In collaboration with the group Constant (Brussels), he has developed projects based on subjective and collective cartography (‘Towards a Subjective Collective Cartography’), intellectual property, reappropriation of files (‘Active Archives’) and gender and its relationship with contemporary art (‘Gender Art Net’).

Rafaella Hasaerts Houlstan-born in 1983 in Bocas del Toro (Panama), currently lives in Brussels (Belgium). She is an architect and is a member of the research center at the School of Architecture La Cambre-Horta, the Free University of Brussels. Rafaella and Nicolas collaborate informally since 2007 through the project ‘Towards a Subjective Collective Cartography’, initiated by the nonprofit associations Constant, Recyclart and City Mine (d), along with the graphic producers of Speculoos.
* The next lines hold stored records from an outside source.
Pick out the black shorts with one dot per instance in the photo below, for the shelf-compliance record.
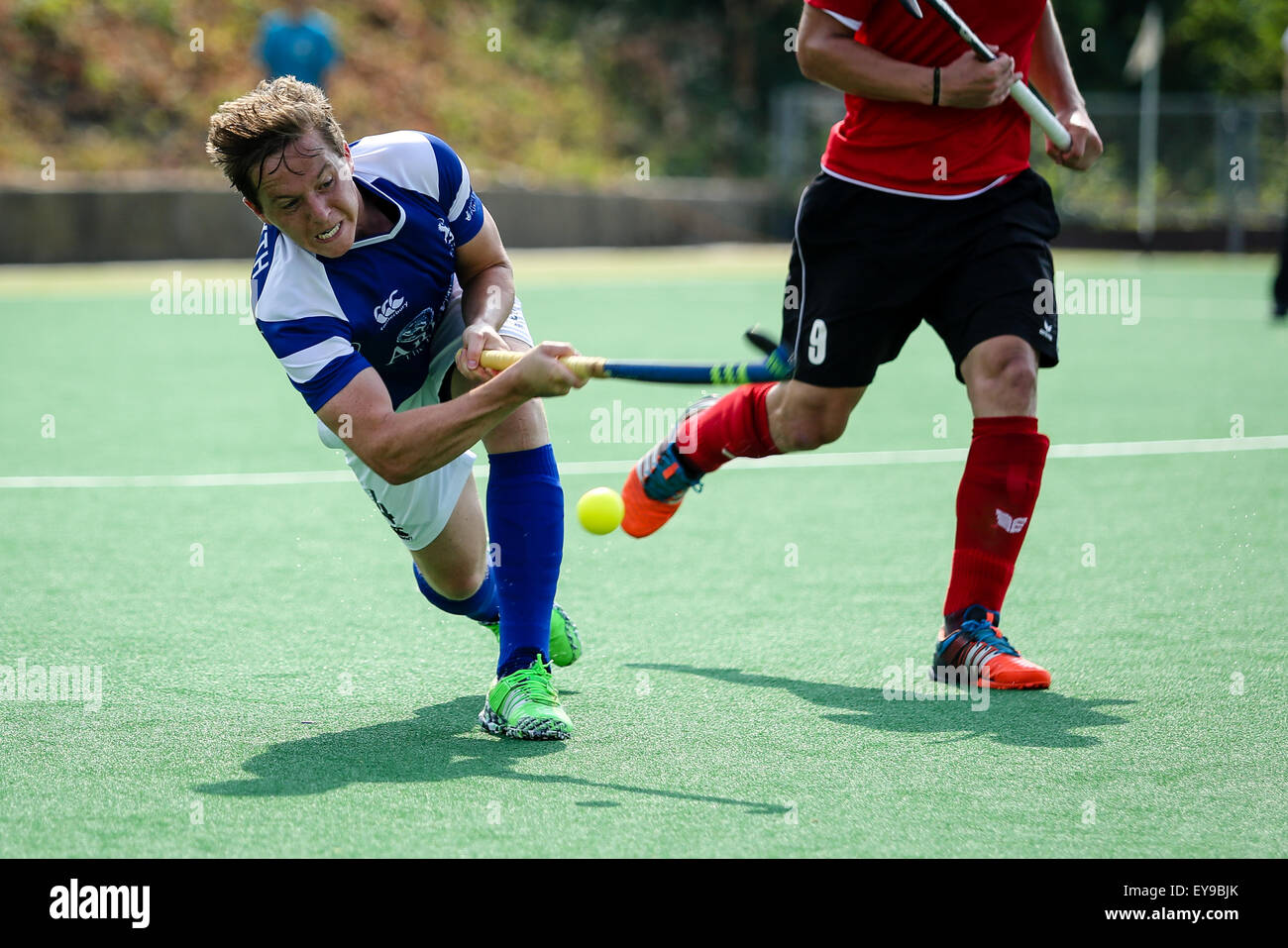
(868, 265)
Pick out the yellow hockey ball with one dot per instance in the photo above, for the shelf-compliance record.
(600, 510)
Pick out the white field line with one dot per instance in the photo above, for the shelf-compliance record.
(853, 459)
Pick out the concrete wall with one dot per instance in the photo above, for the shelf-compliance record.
(174, 224)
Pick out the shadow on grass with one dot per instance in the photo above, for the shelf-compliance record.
(1020, 719)
(430, 747)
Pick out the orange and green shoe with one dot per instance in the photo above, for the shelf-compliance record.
(975, 651)
(658, 481)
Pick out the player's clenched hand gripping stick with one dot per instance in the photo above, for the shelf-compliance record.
(1021, 94)
(773, 369)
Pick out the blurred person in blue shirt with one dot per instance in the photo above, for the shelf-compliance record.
(297, 42)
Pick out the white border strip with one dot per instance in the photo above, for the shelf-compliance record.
(853, 459)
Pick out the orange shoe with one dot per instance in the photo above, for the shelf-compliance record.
(656, 485)
(975, 651)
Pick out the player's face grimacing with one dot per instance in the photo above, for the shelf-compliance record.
(310, 197)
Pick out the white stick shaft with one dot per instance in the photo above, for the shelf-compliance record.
(1039, 114)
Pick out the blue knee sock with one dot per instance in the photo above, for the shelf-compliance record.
(481, 607)
(524, 518)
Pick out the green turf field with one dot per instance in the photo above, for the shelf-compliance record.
(282, 689)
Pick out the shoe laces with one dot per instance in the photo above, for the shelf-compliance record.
(535, 685)
(986, 633)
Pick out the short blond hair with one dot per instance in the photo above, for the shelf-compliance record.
(263, 123)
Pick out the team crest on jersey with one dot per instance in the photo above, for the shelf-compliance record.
(413, 337)
(390, 308)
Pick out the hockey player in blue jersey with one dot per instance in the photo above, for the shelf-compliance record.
(377, 281)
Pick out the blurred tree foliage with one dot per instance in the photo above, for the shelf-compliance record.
(576, 90)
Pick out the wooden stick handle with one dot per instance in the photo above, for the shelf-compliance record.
(585, 366)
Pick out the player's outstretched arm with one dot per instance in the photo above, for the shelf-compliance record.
(827, 53)
(487, 291)
(1052, 73)
(403, 446)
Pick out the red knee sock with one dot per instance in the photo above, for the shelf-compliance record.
(734, 427)
(995, 502)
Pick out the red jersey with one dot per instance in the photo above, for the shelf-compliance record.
(901, 146)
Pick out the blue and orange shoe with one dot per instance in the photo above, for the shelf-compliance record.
(657, 484)
(975, 651)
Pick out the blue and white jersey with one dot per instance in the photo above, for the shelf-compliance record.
(326, 320)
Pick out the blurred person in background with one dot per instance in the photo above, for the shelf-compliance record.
(1280, 311)
(297, 42)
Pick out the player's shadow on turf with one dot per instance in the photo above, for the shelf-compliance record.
(439, 743)
(1021, 719)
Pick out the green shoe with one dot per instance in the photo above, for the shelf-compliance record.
(565, 642)
(526, 704)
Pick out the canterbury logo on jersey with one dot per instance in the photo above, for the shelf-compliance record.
(1012, 524)
(390, 308)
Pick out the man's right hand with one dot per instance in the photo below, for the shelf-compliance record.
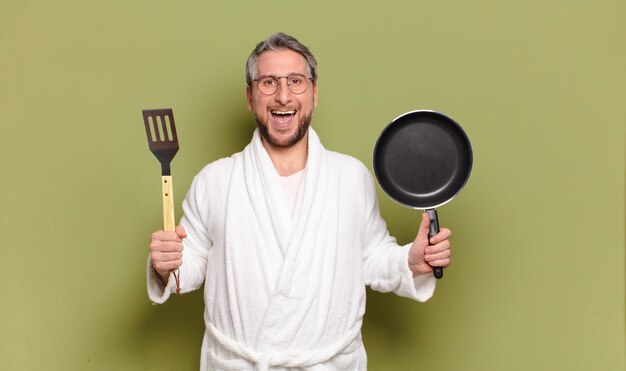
(166, 251)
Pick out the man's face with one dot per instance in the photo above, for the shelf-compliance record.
(284, 117)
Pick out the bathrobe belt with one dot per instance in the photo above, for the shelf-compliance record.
(264, 360)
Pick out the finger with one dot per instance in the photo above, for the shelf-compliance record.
(437, 248)
(443, 263)
(180, 231)
(167, 266)
(166, 246)
(422, 232)
(165, 236)
(444, 234)
(437, 256)
(167, 256)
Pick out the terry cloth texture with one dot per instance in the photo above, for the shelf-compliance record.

For MDE11 these artists work together performing a collective and subjective exploration of the city of Medellin using different cartographic media. 2 different phases come into resonance with each other. The first take place in Barcelona and Brussels, where the group will be organizing mapping work sessions with groups of people from Medellin; to reactive the senses and revive the memory of the participants to map, that which become collective recollections of the city .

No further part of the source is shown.